TTA Generation Demos (AudioLDM trained on Sound-VECaps)

Video	Caption	Result
	A tattooed man is cooking in a kitchen with a white stove, using a wooden spoon to stir chopped green vegetables in a black skillet. The kitchen is filled with various containers and kitchen tools. Wood clanks on the metal pan, followed by gravel crunching as food and oil sizzle invitingly.
	In a dimly lit, rustic indoor setting, pigeons of various colors, including white, black, and brown, rustle and coo around wooden perches and feeding platforms on a rough concrete floor, creating an atmosphere reminiscent of a pigeon loft or shelter.
	A woman is speaking from a microphone at an outdoor event, likely a school function, on a stage with a green backdrop, banner with a shield-like emblem, and various plants. The weather appears clear, with several people seated on the stage and in the audience, attentively listening.
	A man uses a chainsaw to cut down a tree amid a grassy field with scattered debris. The surroundings include fallen branches, stumps, and logs. The sky is overcast with occasional sunlight filtering through, adding a peaceful yet industrious atmosphere.
	A train sounds its horn while traveling on the tracks, passing through a lush, green forest with partly cloudy skies. Reflections of the dense evergreens and occasional clearings are visible in the train windows, enhancing the serene, natural ambiance. The train's motion blurs the vibrant landscape, giving a sense of considerable speed.
	An adult male, likely a political figure, stands behind a podium adorned with the U.S. presidential seal, flanked by U.S. and Myanmar flags. He addresses a crowd under clear skies, discussing Myanmar's democratic progress and reconciliation, as captured in a live CNN broadcast with subtitles highlighting the ongoing peace process.
	A dog barks as a man speaks amidst chirping birds and wind blowing into a microphone. The scene is an open grassy field with trees, scattered objects, tents, and vehicles, suggesting a park event. The dog, possibly a Border Collie or sheepdog, chases a yellow frisbee under a clear sky.

Information for Human Evaluation (MOS)

We follow the evaluation procedure outlined in AudioLDM2, assessing audio quality based on two criteria: relevance and overall quality.
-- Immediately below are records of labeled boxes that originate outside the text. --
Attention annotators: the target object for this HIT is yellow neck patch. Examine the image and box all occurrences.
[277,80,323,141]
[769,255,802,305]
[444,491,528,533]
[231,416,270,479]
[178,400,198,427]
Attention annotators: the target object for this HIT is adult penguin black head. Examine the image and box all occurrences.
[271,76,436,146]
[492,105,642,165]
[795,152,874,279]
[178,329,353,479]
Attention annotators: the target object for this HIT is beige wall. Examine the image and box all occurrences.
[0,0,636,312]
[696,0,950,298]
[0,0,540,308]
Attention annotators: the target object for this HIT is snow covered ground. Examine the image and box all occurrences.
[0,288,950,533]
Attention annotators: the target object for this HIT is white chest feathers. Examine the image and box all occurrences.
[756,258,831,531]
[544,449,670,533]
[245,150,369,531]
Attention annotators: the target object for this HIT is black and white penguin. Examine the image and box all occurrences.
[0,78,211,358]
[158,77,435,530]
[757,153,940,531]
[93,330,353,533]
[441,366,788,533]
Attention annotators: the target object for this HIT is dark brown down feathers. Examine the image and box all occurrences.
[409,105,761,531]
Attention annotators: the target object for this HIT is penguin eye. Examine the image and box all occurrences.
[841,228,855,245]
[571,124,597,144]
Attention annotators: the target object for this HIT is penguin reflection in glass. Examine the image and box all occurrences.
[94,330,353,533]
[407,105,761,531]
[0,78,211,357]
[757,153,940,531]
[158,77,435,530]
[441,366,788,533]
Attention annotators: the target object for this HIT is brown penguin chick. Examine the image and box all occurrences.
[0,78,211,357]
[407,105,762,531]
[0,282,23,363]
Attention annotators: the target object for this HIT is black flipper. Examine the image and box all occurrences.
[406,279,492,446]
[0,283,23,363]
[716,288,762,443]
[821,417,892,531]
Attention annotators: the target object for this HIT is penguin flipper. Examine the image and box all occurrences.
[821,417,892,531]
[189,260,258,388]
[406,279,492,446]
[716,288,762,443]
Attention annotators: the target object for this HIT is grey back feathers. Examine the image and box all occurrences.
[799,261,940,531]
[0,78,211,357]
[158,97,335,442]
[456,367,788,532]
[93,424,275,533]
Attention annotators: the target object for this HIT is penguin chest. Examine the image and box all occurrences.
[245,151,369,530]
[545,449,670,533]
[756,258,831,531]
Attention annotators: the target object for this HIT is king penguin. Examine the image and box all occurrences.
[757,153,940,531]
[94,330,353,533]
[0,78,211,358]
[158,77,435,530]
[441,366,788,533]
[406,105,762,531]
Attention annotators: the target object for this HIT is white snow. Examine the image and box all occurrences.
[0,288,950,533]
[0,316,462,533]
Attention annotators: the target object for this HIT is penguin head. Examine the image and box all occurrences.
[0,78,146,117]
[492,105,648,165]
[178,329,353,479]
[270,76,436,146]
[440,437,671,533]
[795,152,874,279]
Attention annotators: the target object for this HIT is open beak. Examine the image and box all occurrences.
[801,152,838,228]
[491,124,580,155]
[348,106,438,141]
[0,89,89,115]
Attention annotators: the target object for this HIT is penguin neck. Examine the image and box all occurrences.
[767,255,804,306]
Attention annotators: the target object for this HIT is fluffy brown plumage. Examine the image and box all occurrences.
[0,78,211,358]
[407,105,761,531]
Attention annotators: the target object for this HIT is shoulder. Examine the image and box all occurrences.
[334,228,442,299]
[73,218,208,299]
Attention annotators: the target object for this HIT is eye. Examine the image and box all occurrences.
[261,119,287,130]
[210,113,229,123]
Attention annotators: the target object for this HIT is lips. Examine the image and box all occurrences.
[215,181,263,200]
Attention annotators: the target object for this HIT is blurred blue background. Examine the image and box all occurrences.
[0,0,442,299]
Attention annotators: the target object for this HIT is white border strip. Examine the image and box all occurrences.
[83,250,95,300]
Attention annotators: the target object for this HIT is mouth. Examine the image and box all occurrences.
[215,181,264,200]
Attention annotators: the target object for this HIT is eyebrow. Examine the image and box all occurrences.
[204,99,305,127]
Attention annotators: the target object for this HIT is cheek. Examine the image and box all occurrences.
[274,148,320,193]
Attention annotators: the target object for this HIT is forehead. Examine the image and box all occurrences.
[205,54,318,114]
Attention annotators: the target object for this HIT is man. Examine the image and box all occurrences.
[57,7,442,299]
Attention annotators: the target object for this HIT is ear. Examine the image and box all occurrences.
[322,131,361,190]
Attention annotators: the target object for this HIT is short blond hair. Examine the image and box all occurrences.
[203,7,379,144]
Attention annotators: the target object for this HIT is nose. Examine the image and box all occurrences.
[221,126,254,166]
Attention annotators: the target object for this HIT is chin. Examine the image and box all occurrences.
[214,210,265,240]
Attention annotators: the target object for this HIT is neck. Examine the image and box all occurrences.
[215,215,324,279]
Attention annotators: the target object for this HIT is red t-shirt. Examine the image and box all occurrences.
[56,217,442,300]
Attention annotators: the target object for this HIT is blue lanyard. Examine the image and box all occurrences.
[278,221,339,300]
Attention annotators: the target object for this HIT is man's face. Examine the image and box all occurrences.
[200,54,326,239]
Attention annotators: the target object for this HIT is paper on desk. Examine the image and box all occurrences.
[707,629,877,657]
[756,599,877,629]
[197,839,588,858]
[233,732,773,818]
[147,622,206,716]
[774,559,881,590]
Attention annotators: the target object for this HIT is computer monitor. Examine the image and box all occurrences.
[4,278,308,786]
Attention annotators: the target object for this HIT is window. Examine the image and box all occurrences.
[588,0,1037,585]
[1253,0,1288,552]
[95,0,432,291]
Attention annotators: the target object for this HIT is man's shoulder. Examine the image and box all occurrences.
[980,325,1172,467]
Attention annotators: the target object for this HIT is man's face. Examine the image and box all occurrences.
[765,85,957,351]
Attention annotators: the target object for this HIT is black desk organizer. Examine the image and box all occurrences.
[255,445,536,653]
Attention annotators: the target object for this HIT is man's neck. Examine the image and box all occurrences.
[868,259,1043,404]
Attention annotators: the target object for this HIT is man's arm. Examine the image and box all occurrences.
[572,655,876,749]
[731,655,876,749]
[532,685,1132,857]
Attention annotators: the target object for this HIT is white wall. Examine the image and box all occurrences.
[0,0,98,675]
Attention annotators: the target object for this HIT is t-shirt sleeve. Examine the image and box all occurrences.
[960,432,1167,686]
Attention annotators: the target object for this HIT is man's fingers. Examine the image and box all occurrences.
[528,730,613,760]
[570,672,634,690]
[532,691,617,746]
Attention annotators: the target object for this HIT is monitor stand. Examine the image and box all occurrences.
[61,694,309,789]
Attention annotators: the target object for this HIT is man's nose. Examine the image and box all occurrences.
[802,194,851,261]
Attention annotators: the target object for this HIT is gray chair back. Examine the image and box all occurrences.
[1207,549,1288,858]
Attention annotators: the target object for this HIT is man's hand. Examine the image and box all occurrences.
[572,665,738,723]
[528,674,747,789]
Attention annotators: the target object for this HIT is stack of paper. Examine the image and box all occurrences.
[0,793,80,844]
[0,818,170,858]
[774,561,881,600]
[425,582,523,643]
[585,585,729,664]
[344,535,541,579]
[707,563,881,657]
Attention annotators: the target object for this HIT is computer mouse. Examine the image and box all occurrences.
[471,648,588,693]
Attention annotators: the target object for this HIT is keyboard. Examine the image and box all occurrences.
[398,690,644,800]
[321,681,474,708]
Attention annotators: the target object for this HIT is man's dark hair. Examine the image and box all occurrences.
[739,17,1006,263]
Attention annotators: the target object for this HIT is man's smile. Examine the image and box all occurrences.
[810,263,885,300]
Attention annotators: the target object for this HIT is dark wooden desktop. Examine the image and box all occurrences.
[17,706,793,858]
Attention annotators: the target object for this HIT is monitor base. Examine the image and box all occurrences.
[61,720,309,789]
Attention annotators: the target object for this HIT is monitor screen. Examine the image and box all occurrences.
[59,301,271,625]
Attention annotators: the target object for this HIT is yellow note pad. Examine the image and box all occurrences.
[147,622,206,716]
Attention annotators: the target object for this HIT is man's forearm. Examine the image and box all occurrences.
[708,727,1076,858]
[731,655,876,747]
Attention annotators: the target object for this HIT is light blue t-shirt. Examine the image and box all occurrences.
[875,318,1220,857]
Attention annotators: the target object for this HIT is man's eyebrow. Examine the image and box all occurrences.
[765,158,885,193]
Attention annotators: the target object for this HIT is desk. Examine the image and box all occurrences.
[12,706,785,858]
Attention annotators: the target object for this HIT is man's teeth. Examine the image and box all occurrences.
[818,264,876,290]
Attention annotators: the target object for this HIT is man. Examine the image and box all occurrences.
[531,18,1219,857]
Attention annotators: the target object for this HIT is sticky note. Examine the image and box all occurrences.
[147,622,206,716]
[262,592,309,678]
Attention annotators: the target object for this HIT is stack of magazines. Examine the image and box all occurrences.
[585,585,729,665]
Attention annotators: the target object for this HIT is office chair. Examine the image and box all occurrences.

Testers are asked to rate each audio sample on its relevance to the caption and its overall quality, using a five-point scale where 5 indicates the highest score and 1 the lowest. The Mean Opinion Score (MOS) is then calculated as the average of the two scores. For the evaluation, we randomly selected 20 audio samples from each model and engaged 10 listeners, including 6 professional researchers in the audio field and 4 engineers from other disciplines.